The first thing that Burgundy evokes for most people is the wine, or rather the wines, because there is a wealth of different types. The picturesque town of Chablis – source of some wonderful whites – is just a little to the south of Joigny and provides a memorable destination for an afternoon, with ample tasting opportunities.
A bit further south is the rather larger town of Beaune, which with some justification likes to consider itself the capital of Burgundy wines. Local names such as Nuits-Saint-Georges, Pommard and Meursault conjure up magnificent reds, but still further south (Burgundy is a large region!) you return to the lovely whites of Pouilly-Fuissé and then you’re on the edge of Beaujolais.
Thanks largely to the heritage of wine, Burgundy has been a rich region and its wealth is reflected in its architecture, whether in the spectacular multicoloured tiles of the Hospices de Beaune or in the churches and cathedrals. And as if it did not already have enough castles, a replica is being built at Guédelon with traditional methods and materials – fascinating to visit. It has also a well-deserved reputation for good food, ranging from the menus du jour of village cafés to the menus gastronomiques of the many restaurants, based on excellent local ingredients and expertise developed over generations.

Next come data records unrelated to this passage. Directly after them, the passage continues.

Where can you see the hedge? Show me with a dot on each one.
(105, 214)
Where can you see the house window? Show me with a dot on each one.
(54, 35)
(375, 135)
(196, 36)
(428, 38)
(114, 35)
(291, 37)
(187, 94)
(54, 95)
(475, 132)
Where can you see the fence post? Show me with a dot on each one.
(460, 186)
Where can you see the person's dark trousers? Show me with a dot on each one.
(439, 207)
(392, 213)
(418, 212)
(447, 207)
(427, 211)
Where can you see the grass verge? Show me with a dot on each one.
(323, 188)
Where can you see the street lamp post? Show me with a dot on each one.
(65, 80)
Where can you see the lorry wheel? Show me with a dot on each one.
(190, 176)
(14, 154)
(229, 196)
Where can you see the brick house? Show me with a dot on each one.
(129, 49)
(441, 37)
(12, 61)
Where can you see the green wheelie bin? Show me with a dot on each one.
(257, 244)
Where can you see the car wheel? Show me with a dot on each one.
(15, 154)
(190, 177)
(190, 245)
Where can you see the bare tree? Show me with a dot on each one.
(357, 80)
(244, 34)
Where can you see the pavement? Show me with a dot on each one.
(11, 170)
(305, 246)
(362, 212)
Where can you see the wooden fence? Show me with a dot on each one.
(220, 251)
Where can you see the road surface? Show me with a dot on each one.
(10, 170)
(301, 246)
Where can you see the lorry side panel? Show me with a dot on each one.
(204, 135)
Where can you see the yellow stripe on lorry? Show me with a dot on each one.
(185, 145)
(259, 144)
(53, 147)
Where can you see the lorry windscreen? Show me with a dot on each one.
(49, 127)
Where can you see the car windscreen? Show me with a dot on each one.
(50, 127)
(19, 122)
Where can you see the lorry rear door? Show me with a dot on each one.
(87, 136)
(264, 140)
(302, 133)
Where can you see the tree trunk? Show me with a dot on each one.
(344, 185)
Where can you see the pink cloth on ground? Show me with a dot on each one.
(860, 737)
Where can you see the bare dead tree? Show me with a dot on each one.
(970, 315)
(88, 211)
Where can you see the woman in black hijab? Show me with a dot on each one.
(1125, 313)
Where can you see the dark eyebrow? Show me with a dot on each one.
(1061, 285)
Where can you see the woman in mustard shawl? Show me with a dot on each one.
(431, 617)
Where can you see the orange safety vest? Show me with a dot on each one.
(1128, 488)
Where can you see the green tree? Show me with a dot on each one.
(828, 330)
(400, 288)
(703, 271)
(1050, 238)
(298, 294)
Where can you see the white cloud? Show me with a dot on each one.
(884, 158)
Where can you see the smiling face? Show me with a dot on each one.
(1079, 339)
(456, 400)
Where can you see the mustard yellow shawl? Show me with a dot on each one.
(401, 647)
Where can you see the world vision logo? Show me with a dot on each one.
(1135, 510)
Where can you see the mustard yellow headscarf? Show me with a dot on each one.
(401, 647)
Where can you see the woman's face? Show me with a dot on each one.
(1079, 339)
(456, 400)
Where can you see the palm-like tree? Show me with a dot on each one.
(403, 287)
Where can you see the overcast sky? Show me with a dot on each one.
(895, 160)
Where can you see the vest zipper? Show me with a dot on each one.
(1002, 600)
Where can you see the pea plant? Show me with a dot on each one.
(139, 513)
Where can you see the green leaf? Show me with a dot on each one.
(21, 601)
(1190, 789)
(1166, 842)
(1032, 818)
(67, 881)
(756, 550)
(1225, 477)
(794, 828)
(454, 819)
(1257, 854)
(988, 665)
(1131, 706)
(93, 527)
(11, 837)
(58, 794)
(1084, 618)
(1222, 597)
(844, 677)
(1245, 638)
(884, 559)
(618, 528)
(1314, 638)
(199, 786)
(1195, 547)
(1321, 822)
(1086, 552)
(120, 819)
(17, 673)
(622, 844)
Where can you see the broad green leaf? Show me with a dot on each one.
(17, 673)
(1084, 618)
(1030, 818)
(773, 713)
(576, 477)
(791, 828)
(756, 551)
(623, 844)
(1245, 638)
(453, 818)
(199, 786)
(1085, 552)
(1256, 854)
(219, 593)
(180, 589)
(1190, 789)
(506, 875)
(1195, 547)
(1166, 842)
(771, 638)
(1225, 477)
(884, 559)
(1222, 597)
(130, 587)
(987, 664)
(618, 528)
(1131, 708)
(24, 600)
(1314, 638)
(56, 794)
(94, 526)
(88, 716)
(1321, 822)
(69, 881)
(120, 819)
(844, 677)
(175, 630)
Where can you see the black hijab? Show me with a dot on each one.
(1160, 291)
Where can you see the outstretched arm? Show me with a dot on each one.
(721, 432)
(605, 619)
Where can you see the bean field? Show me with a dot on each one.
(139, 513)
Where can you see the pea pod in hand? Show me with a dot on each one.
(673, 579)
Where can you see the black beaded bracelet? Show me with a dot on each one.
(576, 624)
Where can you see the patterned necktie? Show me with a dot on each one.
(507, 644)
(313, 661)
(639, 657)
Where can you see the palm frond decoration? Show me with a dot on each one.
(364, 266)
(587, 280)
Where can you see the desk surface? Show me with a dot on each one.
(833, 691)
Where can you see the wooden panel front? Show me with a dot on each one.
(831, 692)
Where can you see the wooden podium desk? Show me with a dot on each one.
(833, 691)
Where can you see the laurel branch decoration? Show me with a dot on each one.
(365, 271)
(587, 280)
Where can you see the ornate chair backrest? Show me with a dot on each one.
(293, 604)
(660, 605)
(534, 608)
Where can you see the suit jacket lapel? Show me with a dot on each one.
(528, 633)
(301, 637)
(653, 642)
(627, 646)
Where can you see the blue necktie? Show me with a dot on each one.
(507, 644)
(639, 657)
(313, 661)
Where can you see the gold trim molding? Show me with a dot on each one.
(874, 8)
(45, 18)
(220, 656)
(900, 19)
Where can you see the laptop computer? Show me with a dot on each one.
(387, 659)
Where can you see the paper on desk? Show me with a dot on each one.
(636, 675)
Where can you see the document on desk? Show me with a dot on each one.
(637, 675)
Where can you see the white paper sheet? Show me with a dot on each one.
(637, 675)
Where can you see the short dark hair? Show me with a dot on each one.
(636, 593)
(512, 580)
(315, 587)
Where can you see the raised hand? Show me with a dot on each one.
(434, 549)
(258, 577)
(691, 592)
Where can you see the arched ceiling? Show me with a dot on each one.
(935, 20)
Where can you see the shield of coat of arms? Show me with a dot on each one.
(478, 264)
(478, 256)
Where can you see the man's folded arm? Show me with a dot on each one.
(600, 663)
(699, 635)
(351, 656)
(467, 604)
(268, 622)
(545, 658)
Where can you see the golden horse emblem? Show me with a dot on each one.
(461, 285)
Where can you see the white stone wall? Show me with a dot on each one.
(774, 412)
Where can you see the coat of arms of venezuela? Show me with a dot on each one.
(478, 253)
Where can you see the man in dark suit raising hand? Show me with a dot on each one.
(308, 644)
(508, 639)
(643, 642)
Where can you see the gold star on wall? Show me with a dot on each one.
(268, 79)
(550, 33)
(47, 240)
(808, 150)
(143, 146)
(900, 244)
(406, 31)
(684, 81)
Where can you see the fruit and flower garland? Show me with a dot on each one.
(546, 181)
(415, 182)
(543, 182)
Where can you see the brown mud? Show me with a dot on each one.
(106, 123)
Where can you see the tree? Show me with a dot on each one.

Religion has also played a notable part in its history. The Cistercians originated at Citeaux, springing from the major abbey of Cluny which in its time was the centre of an empire of 1,200 monasteries. And the hill-top town and monastery of Vézelay, the starting point for thousands of pilgrimages on their way to Santiago de Campostela in Spain, is nowadays classed as World Heritage site. Near to Cluny, Taizé is today a sacred place for many Christians, with a special appeal to younger people.
The countryside is very varied, thanks to the rivers and hills (we’d call them mountains if they were in England), the vineyards and the forests. Much of it is within easy reach of Joigny.